Les projets sur l’eau, c’est vital pour un pays souffrant de stress hydrique
Les sociétés publiques surpeuplées manquent paradoxalement des compétences nécessaires à leur bon fonctionnement. Nombre de projets sont donc à l’arrêt et qui plus est doivent être réalisé dans les régions. « Les projets sur l’eau, c’est vital pour un pays souffrant de stress hydrique. Déléguer permettrait d’accélérer le processus de réalisation de projets aussi importants. Qu’il s’agisse d’expropriation, de négociation des prêts ou d’élaboration des cahiers de charges, les Tunisiens sont capables de bien gérer. Ils l’ont fait auparavant ».
Il est également triste que les projets PPP ne démarrent pas encore alors que la loi a été votée depuis plus d’une année. Pourquoi ne pas aider et encourager les jeunes à exploiter les carrières de marbre, de gypse, de sable ou de silice ? Parce que tout simplement pour avoir une concession, il faut l’intervention d’une vingtaine de ministères et le jeune peut attendre des années avant d’avoir l’autorisation d’exploitation.
Le gouvernement Mechichi pourrait mettre son empreinte et propulser la création des projets à un haut niveau en initiant une structure représentative des départements concernés et dotée d’un pouvoir décisionnel. Une task force pour désengrener le PPP ankylosé à cause de l’Administration publique serait d’une grande utilité.
« Il y a des dizaines de projets qui peuvent être lancés sur tout le territoire national. A Bizerte ou encore à Béja -élue pour abriter la « Davis »- soit la Harvard des études universitaires dans le domaine de l’agriculture, il s’agit d’un projet PPP fin prêt mais confronté aux obstacles administratifs. Il suffit pourtant d’appuyer sur un bouton pour le lancer. La question est qui appuiera sur le bouton ?»

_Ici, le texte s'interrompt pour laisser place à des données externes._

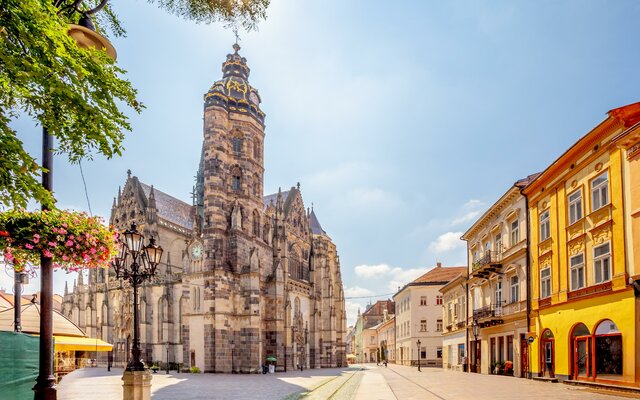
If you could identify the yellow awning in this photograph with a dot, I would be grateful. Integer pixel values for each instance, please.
(71, 343)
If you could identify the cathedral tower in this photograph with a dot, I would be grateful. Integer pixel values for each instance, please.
(236, 249)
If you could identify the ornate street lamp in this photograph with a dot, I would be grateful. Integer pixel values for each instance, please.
(418, 354)
(474, 329)
(45, 387)
(135, 264)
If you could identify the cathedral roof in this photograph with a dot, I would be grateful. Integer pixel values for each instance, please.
(169, 208)
(233, 92)
(273, 198)
(316, 228)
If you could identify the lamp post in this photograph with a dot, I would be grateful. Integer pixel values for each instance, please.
(45, 387)
(474, 329)
(136, 263)
(418, 343)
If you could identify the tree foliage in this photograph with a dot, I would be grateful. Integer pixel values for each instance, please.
(77, 94)
(245, 13)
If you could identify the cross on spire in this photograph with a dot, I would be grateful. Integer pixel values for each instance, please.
(235, 32)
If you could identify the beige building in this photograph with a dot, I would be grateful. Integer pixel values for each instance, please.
(387, 339)
(419, 317)
(454, 317)
(370, 344)
(497, 247)
(243, 277)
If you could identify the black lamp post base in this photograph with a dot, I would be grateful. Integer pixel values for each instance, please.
(136, 366)
(45, 390)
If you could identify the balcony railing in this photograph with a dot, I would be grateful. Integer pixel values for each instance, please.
(489, 311)
(489, 262)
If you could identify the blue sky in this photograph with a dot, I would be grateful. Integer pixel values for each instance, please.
(401, 123)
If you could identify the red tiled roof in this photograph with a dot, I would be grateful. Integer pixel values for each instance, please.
(379, 307)
(441, 275)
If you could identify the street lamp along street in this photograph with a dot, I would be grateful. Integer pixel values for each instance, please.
(419, 354)
(136, 263)
(45, 387)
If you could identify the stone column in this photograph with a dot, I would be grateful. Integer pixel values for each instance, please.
(136, 385)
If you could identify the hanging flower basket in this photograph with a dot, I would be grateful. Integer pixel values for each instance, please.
(73, 240)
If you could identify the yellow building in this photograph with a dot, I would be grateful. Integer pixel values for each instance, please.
(583, 308)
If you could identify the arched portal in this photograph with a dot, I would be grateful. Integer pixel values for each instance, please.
(580, 357)
(547, 354)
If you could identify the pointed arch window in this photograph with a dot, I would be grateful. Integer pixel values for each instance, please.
(236, 144)
(256, 223)
(236, 179)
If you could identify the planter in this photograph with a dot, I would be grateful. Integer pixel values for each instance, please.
(73, 240)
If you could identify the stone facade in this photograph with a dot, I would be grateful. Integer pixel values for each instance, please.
(244, 276)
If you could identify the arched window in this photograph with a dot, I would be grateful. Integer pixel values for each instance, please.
(236, 179)
(236, 145)
(295, 264)
(608, 349)
(547, 350)
(256, 185)
(256, 223)
(581, 342)
(161, 318)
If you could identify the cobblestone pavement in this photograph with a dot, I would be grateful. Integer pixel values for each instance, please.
(406, 383)
(361, 382)
(98, 384)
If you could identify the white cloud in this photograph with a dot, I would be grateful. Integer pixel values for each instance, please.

on peut débloquer tout de suite 3 milliards de dinars et créer 60 000 emplois, à condition de favoriser les entreprises nationales
Maintenant si le gouvernement Mechichi veut sauver la mise, il doit impérativement trouver les moyens de briser l’étau administratif et adopter une démarche allant vers une concrétisation de projets dont les financements sont disponibles. Si on appuie sur le bouton, on peut débloquer tout de suite 3 milliards de dinars et créer 60 000 emplois, à condition aussi de favoriser, dans l’exécution, les entreprises nationales pour qu’elles cumulent le savoir-faire et les références.
La question est devrons-nous attendre que le toit nous tombe sur la tête pour réagir sainement et sauver les meubles ? Seul Mechichi et son équipe pourront y répondre.